‘Illusion is the only certainty’: remembering Paul Auster
Evan Grandidge de Paz reflects on the acclaimed US author Paul Auster, who died late last month after a career spanning five decades
“One day there is life… and then, suddenly, it happens there is death”
Paul Auster – just 35 when he wrote these words to open The Invention of Solitude – died on April 30th at the age of 77. As a writer whose work constantly grappled with loss, this book – the first section of which depicts Auster coming to terms with the death of his father, a distant, almost cold man – encapsulates his oeuvre. In the second part, the perspective moves to Auster himself as a father as he reflects on his separation from his own son. Auster’s writing is one of shifting personas, including an incorporation of himself as an author into a number of his novels. Often this is explicit, such as in The Invention of Solitude, where the protagonist is simply ‘A’. Elsewhere, such as in The Book of Illusions, my favourite of his works, he seems to question this idea of a one-way exchange of narrative from author to reader by making the characters themselves writers of different sections of the novel.

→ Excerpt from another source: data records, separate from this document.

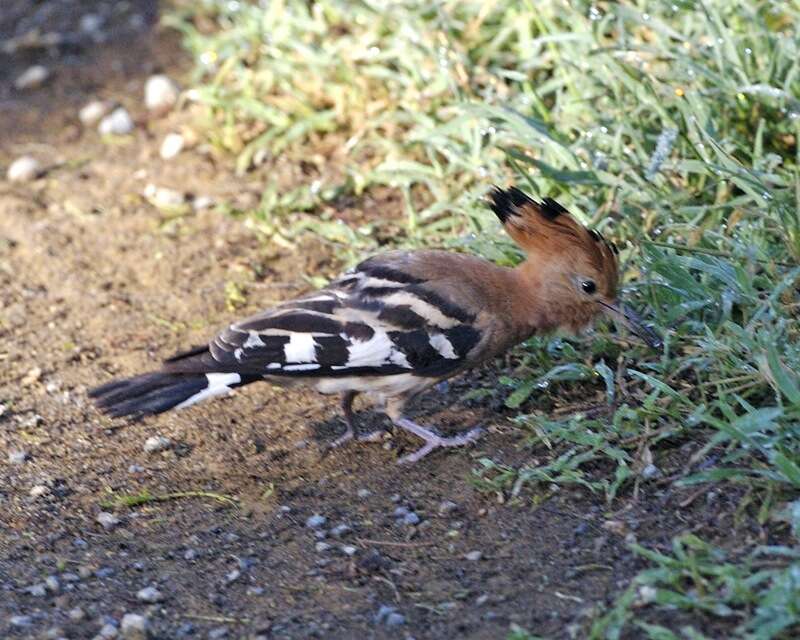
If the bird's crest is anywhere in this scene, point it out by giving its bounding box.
[489,186,618,296]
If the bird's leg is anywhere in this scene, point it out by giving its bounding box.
[386,405,483,464]
[330,391,383,449]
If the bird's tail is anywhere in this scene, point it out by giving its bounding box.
[89,371,261,418]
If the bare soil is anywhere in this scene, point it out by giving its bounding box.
[0,0,759,639]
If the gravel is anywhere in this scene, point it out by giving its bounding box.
[8,616,33,627]
[28,484,50,498]
[97,511,119,531]
[144,183,186,209]
[306,513,328,529]
[439,500,458,516]
[144,75,180,113]
[6,156,42,182]
[159,133,185,160]
[143,436,172,453]
[97,107,135,136]
[331,523,353,538]
[375,604,406,627]
[14,64,50,91]
[136,587,164,604]
[8,449,30,464]
[78,100,114,127]
[119,613,149,640]
[25,582,47,598]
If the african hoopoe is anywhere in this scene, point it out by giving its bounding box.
[90,187,660,462]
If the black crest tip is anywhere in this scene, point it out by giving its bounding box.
[489,185,536,223]
[541,198,567,220]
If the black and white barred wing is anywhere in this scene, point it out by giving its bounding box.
[167,262,480,377]
[90,255,483,417]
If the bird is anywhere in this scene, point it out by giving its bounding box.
[89,186,661,463]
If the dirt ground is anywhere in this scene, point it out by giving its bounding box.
[0,0,758,639]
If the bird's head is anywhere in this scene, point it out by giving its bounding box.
[489,187,661,347]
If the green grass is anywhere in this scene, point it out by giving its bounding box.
[169,0,800,639]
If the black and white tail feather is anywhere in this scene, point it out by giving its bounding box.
[90,252,481,418]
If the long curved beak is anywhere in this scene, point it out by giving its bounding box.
[598,301,662,349]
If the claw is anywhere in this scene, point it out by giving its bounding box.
[395,418,484,464]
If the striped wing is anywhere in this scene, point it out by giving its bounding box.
[167,259,481,377]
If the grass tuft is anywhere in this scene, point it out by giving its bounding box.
[168,0,800,639]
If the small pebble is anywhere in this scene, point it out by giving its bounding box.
[14,64,50,91]
[78,100,114,127]
[68,607,86,622]
[331,523,353,538]
[192,196,215,211]
[642,464,661,480]
[136,587,164,603]
[374,604,406,627]
[639,584,658,604]
[144,75,180,113]
[439,500,458,516]
[143,436,172,453]
[225,569,242,584]
[8,616,33,627]
[159,133,184,160]
[306,513,328,529]
[97,107,135,136]
[119,613,148,640]
[97,511,119,531]
[8,449,28,464]
[385,611,406,627]
[97,624,119,640]
[6,156,42,184]
[28,484,50,498]
[80,13,103,35]
[144,183,186,209]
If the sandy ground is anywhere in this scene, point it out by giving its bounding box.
[0,1,758,639]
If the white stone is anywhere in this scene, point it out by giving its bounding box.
[28,484,50,498]
[159,133,185,160]
[119,613,148,640]
[97,511,119,531]
[6,156,42,182]
[78,100,114,127]
[136,587,164,604]
[97,107,134,136]
[14,64,50,91]
[144,75,180,111]
[8,450,28,464]
[144,436,172,453]
[144,183,186,209]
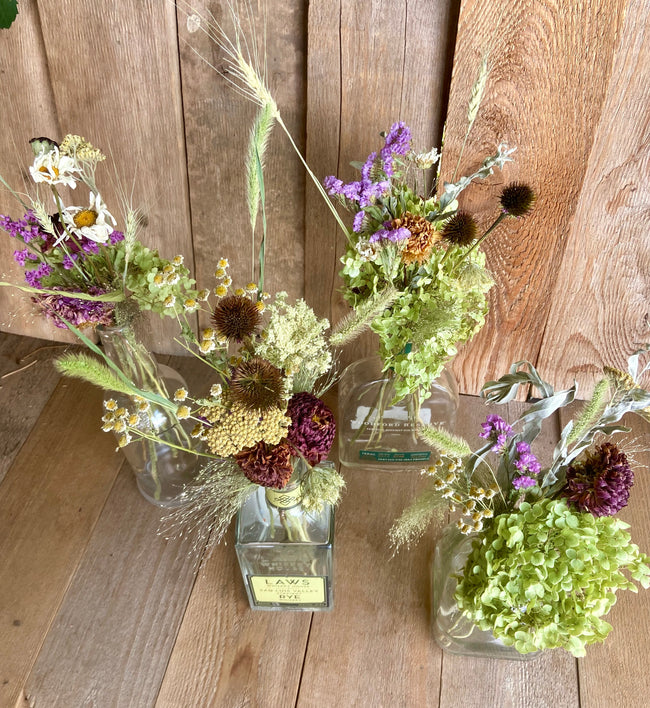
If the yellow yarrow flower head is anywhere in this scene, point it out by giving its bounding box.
[176,406,192,420]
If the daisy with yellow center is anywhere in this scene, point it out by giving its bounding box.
[29,147,79,189]
[62,192,117,243]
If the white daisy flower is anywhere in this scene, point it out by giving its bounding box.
[63,192,117,243]
[29,147,79,189]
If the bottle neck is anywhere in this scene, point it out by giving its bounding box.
[265,458,306,509]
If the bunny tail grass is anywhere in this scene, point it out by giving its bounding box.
[330,285,398,347]
[54,354,135,396]
[418,425,472,458]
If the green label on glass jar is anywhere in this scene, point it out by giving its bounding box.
[359,450,431,462]
[248,575,327,606]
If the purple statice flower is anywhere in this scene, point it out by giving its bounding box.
[562,442,634,516]
[341,182,363,202]
[368,221,411,243]
[380,121,411,178]
[25,263,52,288]
[0,210,53,246]
[14,248,38,268]
[478,414,514,452]
[512,474,537,489]
[81,238,99,256]
[352,209,366,234]
[62,253,79,270]
[287,391,336,465]
[323,175,343,197]
[515,440,542,474]
[33,286,115,329]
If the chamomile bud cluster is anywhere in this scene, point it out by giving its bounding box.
[422,456,499,535]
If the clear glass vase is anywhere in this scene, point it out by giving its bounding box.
[337,356,459,470]
[97,325,198,508]
[235,459,334,612]
[431,524,540,661]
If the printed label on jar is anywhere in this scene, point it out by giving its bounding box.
[248,575,327,607]
[359,450,431,462]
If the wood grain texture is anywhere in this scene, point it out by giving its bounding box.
[25,464,196,708]
[305,0,456,374]
[20,357,206,707]
[178,0,306,318]
[156,534,311,708]
[0,0,72,341]
[561,407,650,708]
[439,398,581,708]
[0,381,122,706]
[26,0,193,352]
[442,0,626,393]
[0,332,65,482]
[539,0,650,395]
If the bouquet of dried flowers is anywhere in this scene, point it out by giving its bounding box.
[390,349,650,656]
[324,122,535,401]
[58,258,344,548]
[0,135,197,328]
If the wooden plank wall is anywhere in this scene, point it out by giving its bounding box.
[0,0,650,393]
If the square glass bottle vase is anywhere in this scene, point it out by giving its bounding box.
[337,356,459,471]
[235,463,334,612]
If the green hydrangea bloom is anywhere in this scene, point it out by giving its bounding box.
[455,499,650,656]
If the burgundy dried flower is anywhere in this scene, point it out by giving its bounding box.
[287,391,336,466]
[212,295,261,342]
[234,440,293,489]
[563,442,634,516]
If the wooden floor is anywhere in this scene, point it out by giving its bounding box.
[0,335,650,708]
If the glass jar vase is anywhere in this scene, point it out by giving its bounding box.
[338,356,459,470]
[235,458,334,612]
[431,524,540,661]
[97,325,198,508]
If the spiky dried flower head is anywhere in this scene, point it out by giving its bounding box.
[563,442,634,516]
[389,211,442,265]
[235,441,293,489]
[212,295,261,342]
[500,182,537,216]
[441,211,478,246]
[230,356,285,411]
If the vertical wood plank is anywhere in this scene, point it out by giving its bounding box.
[178,0,306,318]
[20,357,205,707]
[0,381,122,706]
[442,0,626,392]
[0,333,65,482]
[22,0,193,352]
[540,0,650,396]
[25,464,195,708]
[0,2,72,341]
[305,0,456,365]
[156,534,311,708]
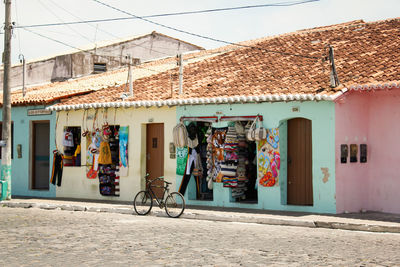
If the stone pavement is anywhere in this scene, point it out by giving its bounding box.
[0,206,400,267]
[0,198,400,233]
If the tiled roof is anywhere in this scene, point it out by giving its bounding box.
[48,18,400,108]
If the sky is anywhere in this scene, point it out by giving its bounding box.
[0,0,400,64]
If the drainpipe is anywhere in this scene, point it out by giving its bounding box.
[328,45,340,88]
[128,55,133,96]
[178,54,183,95]
[18,54,26,96]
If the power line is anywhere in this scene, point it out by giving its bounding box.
[93,0,320,59]
[38,0,92,43]
[23,28,168,73]
[46,0,120,38]
[15,0,320,28]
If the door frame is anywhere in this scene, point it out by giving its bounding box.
[29,120,52,191]
[144,122,165,199]
[286,117,314,206]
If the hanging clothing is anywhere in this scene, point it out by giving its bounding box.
[99,141,112,164]
[63,131,74,147]
[178,164,200,196]
[50,150,64,186]
[176,147,189,175]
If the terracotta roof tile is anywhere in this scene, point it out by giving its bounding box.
[54,18,400,108]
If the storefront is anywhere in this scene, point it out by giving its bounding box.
[174,101,336,213]
[52,107,176,201]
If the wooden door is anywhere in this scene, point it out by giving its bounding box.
[32,121,50,190]
[287,118,313,205]
[146,123,164,197]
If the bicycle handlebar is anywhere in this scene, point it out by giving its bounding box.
[146,178,172,185]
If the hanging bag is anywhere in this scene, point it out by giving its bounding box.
[99,141,112,164]
[246,117,258,141]
[172,122,188,147]
[254,120,267,141]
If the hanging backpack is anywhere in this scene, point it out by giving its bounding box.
[172,122,188,147]
[246,117,258,141]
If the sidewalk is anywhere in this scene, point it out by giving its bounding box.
[0,198,400,233]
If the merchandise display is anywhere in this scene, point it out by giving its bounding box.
[174,117,267,203]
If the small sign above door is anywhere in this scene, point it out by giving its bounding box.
[28,108,52,116]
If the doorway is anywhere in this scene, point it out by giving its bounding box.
[32,121,50,190]
[287,118,313,206]
[146,123,164,197]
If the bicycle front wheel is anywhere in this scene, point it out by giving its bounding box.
[165,192,185,218]
[133,191,153,215]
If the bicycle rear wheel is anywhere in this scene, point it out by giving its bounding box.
[165,192,186,218]
[133,191,153,215]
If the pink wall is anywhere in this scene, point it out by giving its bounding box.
[335,88,400,213]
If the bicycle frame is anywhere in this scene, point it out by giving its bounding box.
[146,176,169,208]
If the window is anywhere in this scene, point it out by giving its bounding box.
[62,127,81,166]
[0,122,14,159]
[93,63,107,73]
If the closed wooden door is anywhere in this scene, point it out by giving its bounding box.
[146,123,164,197]
[32,121,50,190]
[287,118,313,205]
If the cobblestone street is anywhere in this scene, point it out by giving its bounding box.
[0,207,400,266]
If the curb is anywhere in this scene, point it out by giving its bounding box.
[0,201,400,233]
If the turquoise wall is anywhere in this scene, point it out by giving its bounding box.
[0,106,56,197]
[177,101,336,213]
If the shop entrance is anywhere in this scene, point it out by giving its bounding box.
[31,121,50,190]
[146,123,164,198]
[287,118,313,206]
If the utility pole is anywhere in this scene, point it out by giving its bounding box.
[0,0,12,200]
[178,54,183,95]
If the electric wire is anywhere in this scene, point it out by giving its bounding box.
[18,0,320,28]
[93,0,320,59]
[50,0,121,39]
[38,0,93,43]
[30,0,170,56]
[23,28,171,73]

“I remember choosing it because it was a small book and could easily fit into my coat pocket.”
The Book of Illusions centres around university professor David Zimmer, who becomes obsessed with the life and work of Hector Mann, supposedly a silent comedian who disappeared without a trace sixty years ago. Zimmer, infatuated with Mann, tries to recover as much information about him as possible, despite Mann’s wife being tasked with incinerating his body and films after his death. As readers, we are never really sure whether Mann is actually real, or just a figment of Zimmer’s imagination. Zimmer’s output, a book about Mann and by extension himself, seems to, in Auster’s typically meta-referential way, morph into The Book of Illusions itself, leaving you with the impression that illusion is the only certainty.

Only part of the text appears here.